È singolare e interessante notare come l’Alfredo che suona con un musicista meno valido, suoni vagamente svogliato e la sua stupenda tecnica si irrigidisca.
Infine, qui affermo che non è vero che dopo il sonno dei dieci anni non sia più l’Alfredo Espinoza di prima. Ascoltatevi la jam session registrata a Santiago nel 2002 (Espinoza con il notevole Federico Dannemann alla chitarra elettrica, e gli ottimi Felipe Chacòn al contrabbasso e Antonio Gaete alla batteria), CD premiato Fondart.
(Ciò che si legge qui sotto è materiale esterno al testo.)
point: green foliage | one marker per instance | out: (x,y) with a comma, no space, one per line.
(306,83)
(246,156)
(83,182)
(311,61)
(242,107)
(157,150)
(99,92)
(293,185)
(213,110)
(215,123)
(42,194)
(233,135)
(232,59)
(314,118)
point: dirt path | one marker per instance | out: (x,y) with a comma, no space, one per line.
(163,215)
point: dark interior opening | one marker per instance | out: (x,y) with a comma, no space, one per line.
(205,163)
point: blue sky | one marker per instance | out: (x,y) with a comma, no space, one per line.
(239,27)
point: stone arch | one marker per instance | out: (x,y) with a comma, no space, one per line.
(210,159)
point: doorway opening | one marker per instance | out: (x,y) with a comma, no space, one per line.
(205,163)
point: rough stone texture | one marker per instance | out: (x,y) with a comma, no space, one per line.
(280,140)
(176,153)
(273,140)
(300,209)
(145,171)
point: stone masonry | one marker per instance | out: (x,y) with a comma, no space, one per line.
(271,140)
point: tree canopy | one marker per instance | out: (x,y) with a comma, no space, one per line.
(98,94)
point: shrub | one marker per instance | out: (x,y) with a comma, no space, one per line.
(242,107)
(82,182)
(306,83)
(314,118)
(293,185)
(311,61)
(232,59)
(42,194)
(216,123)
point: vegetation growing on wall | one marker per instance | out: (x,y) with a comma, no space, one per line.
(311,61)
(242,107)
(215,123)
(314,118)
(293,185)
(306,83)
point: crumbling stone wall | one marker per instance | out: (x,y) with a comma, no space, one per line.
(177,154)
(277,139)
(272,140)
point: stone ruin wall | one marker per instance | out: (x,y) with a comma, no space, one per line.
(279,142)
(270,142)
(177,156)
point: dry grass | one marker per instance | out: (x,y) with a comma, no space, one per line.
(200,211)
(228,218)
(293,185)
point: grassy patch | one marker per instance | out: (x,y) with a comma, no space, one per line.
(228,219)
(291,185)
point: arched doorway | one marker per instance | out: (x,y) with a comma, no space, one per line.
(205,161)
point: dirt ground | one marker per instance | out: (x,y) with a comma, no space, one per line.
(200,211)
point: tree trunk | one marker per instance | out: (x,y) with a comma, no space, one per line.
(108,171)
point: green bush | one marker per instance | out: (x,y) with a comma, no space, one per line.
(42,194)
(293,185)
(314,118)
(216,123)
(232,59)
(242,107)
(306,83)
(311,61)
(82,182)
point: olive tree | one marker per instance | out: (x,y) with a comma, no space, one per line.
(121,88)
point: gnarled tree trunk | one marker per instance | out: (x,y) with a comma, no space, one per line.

Una belva di swing e un angelo della melodia!
Ricordo che nei primi mesi che lo conoscevo, facevamo uno stile arcaico e lui suonava lo stile arcaico, non una nota mai - da solo o accompagnato, in prova o in concerto - che non fosse arcaica. Viveva l’arcaico. Era un arcaico. Ma una sera gli chiesi se amava Parker e lui mi rispose subito semplicemente, con il sax. Era Charlie Parker.
Fu un altro impatto. Un impressionante impatto che ebbi da lui.
Poi è come volare mi diceva Alfredo della musica quando è Giusta.
Daniel Huck, alto sassofonista di spicco del Revival jazzistico francese, mi si avvicinò mentre attendevo l’auto di Daniel Vernhettes per rientrare a casa sua, dopo avere suonato al Petit Journal a Parigi; era il 2000. Era tardi, e Parigi era molto Parigi.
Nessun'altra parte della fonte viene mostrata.